Hormonal exploration is essential in all AIs with the determination of urinary/plasma metanephrines in search of pheochromocytoma and a minute braking test with 1 mg of dexamethasone in search of subclinical hypersecretion of cortisol. The measurement of aldosterone and plasma renin is necessary in case of arterial hypertension and/or hypokalemia. Radiological exploration by CT or MRI of the adrenal gland can reliably distinguish benign lesions. The management of AI is individualized on a case-by-case basis. It can involve abstention, simple surveillance, or surgical treatment.
Additional Information
Disclosures
Human subjects: Consent was obtained or waived by all participants in this study. Animal subjects: All authors have confirmed that this study did not involve animal subjects or tissue. Conflicts of interest: In compliance with the ICMJE uniform disclosure form, all authors declare the following: Payment/services info: All authors have declared that no financial support was received from any organization for the submitted work.
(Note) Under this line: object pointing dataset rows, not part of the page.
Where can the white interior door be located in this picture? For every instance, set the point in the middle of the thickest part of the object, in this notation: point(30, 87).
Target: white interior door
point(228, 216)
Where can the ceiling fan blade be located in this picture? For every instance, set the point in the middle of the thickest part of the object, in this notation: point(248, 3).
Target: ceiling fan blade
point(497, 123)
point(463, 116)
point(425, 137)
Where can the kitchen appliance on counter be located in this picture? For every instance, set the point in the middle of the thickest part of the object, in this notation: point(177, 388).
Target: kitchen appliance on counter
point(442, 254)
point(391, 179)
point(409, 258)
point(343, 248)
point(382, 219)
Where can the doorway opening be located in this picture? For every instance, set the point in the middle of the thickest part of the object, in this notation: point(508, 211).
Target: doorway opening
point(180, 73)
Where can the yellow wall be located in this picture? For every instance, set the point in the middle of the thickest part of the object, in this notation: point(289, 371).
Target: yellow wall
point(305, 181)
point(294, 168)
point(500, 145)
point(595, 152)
Financial relationships: All authors have declared that they have no financial relationships at present or within the previous three years with any organizations that might have an interest in the submitted work. Other relationships: All authors have declared that there are no other relationships or activities that could appear to have influenced the submitted work.